Example config.toml:

defaultProfile = "prod"

[profile.prod]
instance = "https://app.example.com"
userId = "EWnC2cLyy88EpCGBa3WrIdS7uqI648BB"
email = "alice@example.com"
orgId = "org_123abc"
applicationId = "app_abc123"

[profile.dev]
instance = "http://localhost:3000"
userId = "SVAA9PSXrmqQmg95A3RzyydtlravhhJR"
email = "dev@example.com"

orgId and applicationId are both optional — when set, every apiFetch request sends X-Org-Id: <orgId> (and X-Application-Id: <applicationId>) so the instance scopes requests correctly. Unset orgId means the user's default org applies server-side; unset applicationId means app-scoped routes (/api/agents, /api/runs, …) return 400 Application context required and the caller must pass -H X-Application-Id: … manually.

Unauthorized — your session may have been revoked Session expired or was revoked server-side. Re-run appstrate login.

Application context required. Provide X-Application-Id header or use an API key. The pinned profile has no applicationId. Either the cascade at login skipped it (--no-app, zero apps in the org, or no default found), or a previous org switch cleared it and the re-pin fetch flaked. Run appstrate app switch to pick one, or pass -H 'X-Application-Id: …' on the call.

Application '<id>' not found in this organization The pinned applicationId belongs to a different org than the currently pinned orgId. Happens when something mutates config.toml between an org switch and the next API call, or after a manual hand-edit. Run appstrate app switch to re-pin a valid app under the current org.

This CLI is not registered on the target instance. The platform may be running an incompatible version. The instance's appstrate-cli OAuth client is missing. Boot the platform — ensureCliClient() auto-provisions it on startup. If the instance is much older than the CLI (pre-Phase-1 device flow), the CLI binary is incompatible — downgrade via APPSTRATE_VERSION=<older-tag> curl get.appstrate.dev | bash.

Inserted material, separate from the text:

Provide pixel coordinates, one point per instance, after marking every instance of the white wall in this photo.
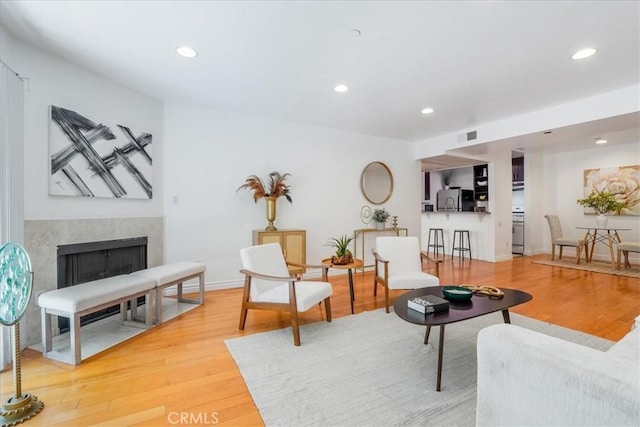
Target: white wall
(52, 80)
(563, 185)
(209, 154)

Docker is required for this tier but was not found appstrate install --tier {1,2,3} needs Docker. Install Docker Desktop (macOS) or the Docker engine (Linux) and re-run. On Windows, run inside WSL2 with the Docker engine installed in the WSL distro (Docker Desktop's WSL integration also works). Tier 0 doesn't need Docker.

Bun is not installed. Tier 0 bootstrap couldn't find bun on PATH. The CLI offers to install it via the upstream curl https://bun.sh/install | bash (user-local, no sudo). Decline to install manually from bun.sh.

Keyring fallback warning If you see OS keyring ... failed ... falling back to ~/.config/appstrate/credentials.json, the OS keyring is broken (libsecret unreachable on Linux, Keychain locked on macOS). The file fallback is 0600 but is plaintext — fix the keyring backend if you want secure-at-rest storage.

Source at apps/cli/. Tests at apps/cli/test/ (unit tests, run with bun test from the CLI directory). E2E against a real instance: spin up an Appstrate Tier 0 with bun run dev, then bun run src/cli.ts login --instance http://localhost:3000.

bun build --compile --target=bun-<host> produces a working standalone binary for the host platform — @napi-rs/keyring's native .node binding is resolved from node_modules at bundle time and embedded into the output.

Cross-compiling from a single host does not work. bun build --compile --target=bun-linux-x64 from a macOS machine (or any other mismatched combination) will compile successfully but replace every require("./keyring.<target>.node") with a throw new Error("Cannot require module …"), because only the host-matching @napi-rs/keyring-<platform> optional dependency is installed by bun install. The binary will start, print --help, and crash the moment any code path touches the keyring (login, logout, whoami).

The release pipeline (.github/workflows/release.yml) handles this by running one job per target on a native runner (macOS arm64, macOS x64, Linux x64, Linux arm64) — each job's bun install fetches the matching native binding. If you need a binary for a platform other than your host locally, run bun build --compile on that target's OS or wait for a GitHub Release.

Implementation plan in docs/specs/CLI_IMPLEMENTATION_PLAN.md (local-only, gitignored); preflight results in docs/specs/cli-preflight-results.md (also gitignored).